The following afternoon, Archer ventured down to the Rexall drugstore, with the big orange-and-blue sign. Sitting at the counter he smoked a pair of Luckys while he devoured his bologna-and-cheese sandwich with a pickle, and drank down a lukewarm bottle of Coca-Cola. He bought some aspirin from the blue-smocked druggist standing behind the counter and downed a couple pills with the remnants of his soda pop. He idly watched a young, slender woman in geranium red coveralls loading Life and Look magazines into a wire rack next to a shelf of toiletries.
Finished with his meal, Archer ducked into the phone booth adjacent to the lunch counter, looked up the number in a phone book dangling from a chain, then dropped in a nickel and made the necessary call because he didn’t want to surprise a man who answered his door with a shotgun. As he fingered the rotary dial and listened to the familiar clicks and whirls as it spun, he thought about what to say. He decided to make it short and sweet. When the call was answered, it wasn’t Tuttle, it was his secretary, Desiree. The conversation went far more pleasantly than if Tuttle had been on the line.

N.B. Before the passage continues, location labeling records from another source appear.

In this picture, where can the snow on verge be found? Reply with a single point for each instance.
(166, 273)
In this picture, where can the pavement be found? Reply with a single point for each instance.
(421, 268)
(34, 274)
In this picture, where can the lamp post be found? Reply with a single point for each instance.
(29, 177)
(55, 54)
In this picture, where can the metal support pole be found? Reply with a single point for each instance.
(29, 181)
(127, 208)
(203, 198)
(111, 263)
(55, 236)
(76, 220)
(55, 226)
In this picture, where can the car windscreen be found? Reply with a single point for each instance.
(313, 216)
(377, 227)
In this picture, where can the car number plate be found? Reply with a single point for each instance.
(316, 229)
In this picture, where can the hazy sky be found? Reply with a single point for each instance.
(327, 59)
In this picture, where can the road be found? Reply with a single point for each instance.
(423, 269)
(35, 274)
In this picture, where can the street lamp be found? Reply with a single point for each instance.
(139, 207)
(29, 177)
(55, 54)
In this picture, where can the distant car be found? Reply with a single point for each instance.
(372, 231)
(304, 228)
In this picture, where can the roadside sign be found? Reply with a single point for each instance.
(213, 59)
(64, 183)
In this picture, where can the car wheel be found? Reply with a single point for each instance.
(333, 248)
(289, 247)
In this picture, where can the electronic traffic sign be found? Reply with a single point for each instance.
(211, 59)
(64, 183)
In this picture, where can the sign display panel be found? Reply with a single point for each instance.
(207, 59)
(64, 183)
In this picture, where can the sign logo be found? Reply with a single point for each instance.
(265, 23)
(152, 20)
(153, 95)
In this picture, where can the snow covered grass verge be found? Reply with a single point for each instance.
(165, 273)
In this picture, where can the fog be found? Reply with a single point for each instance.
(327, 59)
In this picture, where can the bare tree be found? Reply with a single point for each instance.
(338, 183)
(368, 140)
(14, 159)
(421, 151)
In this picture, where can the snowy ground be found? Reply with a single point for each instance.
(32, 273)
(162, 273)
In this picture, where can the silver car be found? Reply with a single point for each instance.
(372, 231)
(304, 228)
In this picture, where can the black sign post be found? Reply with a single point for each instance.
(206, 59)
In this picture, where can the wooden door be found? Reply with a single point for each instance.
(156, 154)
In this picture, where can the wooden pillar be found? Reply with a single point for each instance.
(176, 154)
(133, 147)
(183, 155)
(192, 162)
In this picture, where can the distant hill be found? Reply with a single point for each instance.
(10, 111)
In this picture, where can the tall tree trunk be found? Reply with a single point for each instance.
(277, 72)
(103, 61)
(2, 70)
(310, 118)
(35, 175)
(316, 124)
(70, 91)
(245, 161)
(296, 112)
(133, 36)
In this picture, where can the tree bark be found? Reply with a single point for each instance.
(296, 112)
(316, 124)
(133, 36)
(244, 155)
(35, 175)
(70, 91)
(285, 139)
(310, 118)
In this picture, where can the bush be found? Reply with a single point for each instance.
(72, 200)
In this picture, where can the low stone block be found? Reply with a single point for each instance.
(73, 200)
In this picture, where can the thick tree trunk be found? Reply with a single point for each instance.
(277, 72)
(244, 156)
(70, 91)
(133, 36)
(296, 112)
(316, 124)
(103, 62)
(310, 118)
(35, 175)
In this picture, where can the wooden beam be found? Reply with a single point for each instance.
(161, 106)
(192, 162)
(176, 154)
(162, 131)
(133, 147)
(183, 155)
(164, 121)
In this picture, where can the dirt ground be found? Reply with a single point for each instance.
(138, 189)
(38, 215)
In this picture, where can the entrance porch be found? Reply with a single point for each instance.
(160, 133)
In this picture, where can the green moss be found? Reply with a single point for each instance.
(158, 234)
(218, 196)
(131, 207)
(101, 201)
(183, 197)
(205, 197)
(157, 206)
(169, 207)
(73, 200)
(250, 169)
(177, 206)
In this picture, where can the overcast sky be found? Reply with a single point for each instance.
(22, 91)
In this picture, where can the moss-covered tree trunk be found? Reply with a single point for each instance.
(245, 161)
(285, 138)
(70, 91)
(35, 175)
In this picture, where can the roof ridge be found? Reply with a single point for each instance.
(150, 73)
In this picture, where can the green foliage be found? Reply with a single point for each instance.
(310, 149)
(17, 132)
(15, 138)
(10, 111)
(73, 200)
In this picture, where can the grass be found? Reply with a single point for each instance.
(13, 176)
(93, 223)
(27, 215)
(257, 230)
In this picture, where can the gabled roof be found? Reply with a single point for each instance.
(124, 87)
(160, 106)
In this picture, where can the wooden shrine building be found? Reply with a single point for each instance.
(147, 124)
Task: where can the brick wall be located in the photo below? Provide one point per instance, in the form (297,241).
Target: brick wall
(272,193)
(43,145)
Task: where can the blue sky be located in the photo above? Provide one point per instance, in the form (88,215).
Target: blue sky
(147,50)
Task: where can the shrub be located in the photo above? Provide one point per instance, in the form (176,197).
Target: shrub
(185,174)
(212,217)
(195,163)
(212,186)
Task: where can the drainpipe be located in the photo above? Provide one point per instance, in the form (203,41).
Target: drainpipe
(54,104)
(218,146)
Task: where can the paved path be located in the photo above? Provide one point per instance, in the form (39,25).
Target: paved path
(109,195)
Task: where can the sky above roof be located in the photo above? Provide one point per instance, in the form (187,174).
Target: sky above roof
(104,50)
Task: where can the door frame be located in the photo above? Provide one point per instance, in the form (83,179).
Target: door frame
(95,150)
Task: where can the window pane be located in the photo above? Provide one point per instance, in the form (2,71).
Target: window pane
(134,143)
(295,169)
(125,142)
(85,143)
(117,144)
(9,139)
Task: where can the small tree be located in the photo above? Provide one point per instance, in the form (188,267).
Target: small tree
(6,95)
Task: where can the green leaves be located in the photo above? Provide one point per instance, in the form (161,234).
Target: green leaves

Later, under a vast, blue sky, Archer pushed the Nash fast as he roared down the road leading to Lucas Tuttle’s. The big, bulky car handled well and had plenty of power, like Shaw’s Buick. Before taking the wheel of the Buick, Archer hadn’t driven a car in years. For obvious reasons, the prison folks had not deemed it sensible to allow convicts to command heavy pieces of equipment.
He felt open and free, and part of him contemplated taking this Nash all the way to California, where he had heard the jobs were plentiful, the weather was always warm, and all the women looked like Rita Hayworth. Then the thought of Irving Shaw with his ribbon of mustache and indefatigable thirst for the truth made Archer ashamed he had even thought of making a run for it. Now he wanted to know the truth as much as the lawman did.
He turned past the leaning mailbox and hurtled down the road, cut to the right, and pulled up in front of the neat house a bit later.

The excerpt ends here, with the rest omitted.